Paris – En Europe, 375 millions d’électeurs seront appelés aux urnes entre le 4 et le 7 juin prochain. Ils éliront les 736 députés qui composeront le Parlement européen. En l’absence de procédure électorale officielle uniforme, chacun des 27 États membres décidera lui-même du déroulement du vote à l’intérieur de ses frontières.
Le Parlement se compose actuellement de sept différents partis politiques, tous minoritaires; il doit donc composer avec de larges coalitions pour mener à bien les activités parlementaires. Aux dernières élections, en 2004, le Parti populaire européen a décroché 268 sièges et le Parti socialiste européen, 200, suivi des autres formations. Le taux de participation était de 45,5 % au niveau global et de 42 % en France. Ces chiffres ne font que dégonfler depuis les premières élections en 1979.

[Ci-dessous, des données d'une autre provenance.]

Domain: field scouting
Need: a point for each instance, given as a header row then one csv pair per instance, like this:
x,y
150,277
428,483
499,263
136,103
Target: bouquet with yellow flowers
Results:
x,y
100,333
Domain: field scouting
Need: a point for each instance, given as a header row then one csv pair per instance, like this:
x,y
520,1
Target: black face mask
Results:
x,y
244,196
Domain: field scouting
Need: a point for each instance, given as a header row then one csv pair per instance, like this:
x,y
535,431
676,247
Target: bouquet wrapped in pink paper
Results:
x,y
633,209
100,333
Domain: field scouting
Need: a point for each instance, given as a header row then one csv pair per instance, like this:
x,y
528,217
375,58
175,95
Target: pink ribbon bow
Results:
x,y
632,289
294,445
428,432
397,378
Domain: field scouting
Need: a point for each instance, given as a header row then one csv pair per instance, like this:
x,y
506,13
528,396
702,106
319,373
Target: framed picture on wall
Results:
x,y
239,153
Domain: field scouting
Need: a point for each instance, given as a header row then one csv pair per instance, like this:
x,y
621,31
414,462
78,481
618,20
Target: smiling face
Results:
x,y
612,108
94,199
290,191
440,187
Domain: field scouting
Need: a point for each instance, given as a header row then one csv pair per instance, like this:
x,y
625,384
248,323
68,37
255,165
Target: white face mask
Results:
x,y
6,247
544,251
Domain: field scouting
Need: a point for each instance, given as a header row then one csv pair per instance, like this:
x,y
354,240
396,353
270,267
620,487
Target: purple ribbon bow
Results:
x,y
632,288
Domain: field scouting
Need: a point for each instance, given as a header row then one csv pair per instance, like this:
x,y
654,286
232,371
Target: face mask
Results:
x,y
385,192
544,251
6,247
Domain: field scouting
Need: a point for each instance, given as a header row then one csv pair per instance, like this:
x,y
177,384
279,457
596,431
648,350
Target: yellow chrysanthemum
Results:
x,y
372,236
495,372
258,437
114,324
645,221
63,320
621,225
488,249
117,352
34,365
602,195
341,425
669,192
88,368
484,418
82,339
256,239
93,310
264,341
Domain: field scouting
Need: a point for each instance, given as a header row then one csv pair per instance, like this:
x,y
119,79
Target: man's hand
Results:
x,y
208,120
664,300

L’opinion publique française a atteint un pic de mécontentement de 50 % envers l’Union européenne (UE), qui s’est matérialisé par l’échec des idées pro-européennes lors du référendum de 2005 sur la constitution. Surfant sur la vague d’insatisfaction, des groupes politiques très divers accusent le «monstre institutionnel» qu’est l’UE d’un manque de transparence et d’un déficit démocratique, tout en portant le message d’une «autre Europe». Pierre Moscovici, député européen d’allégeance socialiste, estime qu’«au sein du triangle institutionnel communautaire [Commission européenne, Conseil de l’UE et Parlement], seuls les parlementaires sont élus populairement, ce qui a pour effet de rendre quelque peu ésotérique le fonctionnement de l’UE aux yeux de la population et encourage un populisme anti-UE qui mise sur le manque de compréhension et l’éloignement entre la classe politique et les citoyens».

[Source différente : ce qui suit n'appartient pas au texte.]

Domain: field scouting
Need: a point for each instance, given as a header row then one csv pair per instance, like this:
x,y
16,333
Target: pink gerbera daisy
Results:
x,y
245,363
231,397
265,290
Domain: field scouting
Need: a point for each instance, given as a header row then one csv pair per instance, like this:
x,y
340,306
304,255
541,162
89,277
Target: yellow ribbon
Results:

Ce phénomène est amplifié par le fait que la presse européenne ne relaie que très rarement les questions qui s’y rapportent, ramenant souvent les problématiques sur le plan national.
Une instance décisive
Pourtant, les enjeux sont grands et le mandat de l’Union européenne est aujourd’hui beaucoup plus que d’assurer la paix entre les pays. L’institution doit élaborer de nombreuses politiques transnationales et élaborer impérativement un plan de relance face à la crise financière.
Privée d’un leadership fort, elle envoie aujourd’hui l’image d’être incapable de s’accorder sur un moyen de relever les défis du difficile contexte actuel. Sylvain Kahn, auteur d’ouvrages sur l’UE et professeur universitaire, explique que «la relation du couple franco-allemand, traditionnel moteur de l’Union, est actuellement difficile. La France, ayant longtemps assuré un certain monopole de la légitimité du poids diplomatique de l’UE, accepte mal sa baisse d’influence au sein de l’Union au profit de l’Allemagne et des nouveaux pays membres».

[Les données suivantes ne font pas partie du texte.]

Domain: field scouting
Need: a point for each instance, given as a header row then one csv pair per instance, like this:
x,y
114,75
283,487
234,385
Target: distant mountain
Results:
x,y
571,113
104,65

L’hétérogénéité donne du fil à retordre
Avec l’arrivée massive de nouveaux États membres au sein de l’UE, il n’est plus possible de diriger par la voie collégiale et par celle du consensus, désormais pratiquement impossible à atteindre. Une ligne de fracture apparaît nettement parmi les pays entre deux visions contradictoires de l’Europe. Alors que certains souhaitent voir émerger une Europe puissante et fédéraliste, d’autres tiennent d’abord et avant tout à leur souveraineté politique. Bref, difficile de s’entendre dans cette «nouvelle» Europe très hétérogène… aux 375 millions d’électeurs.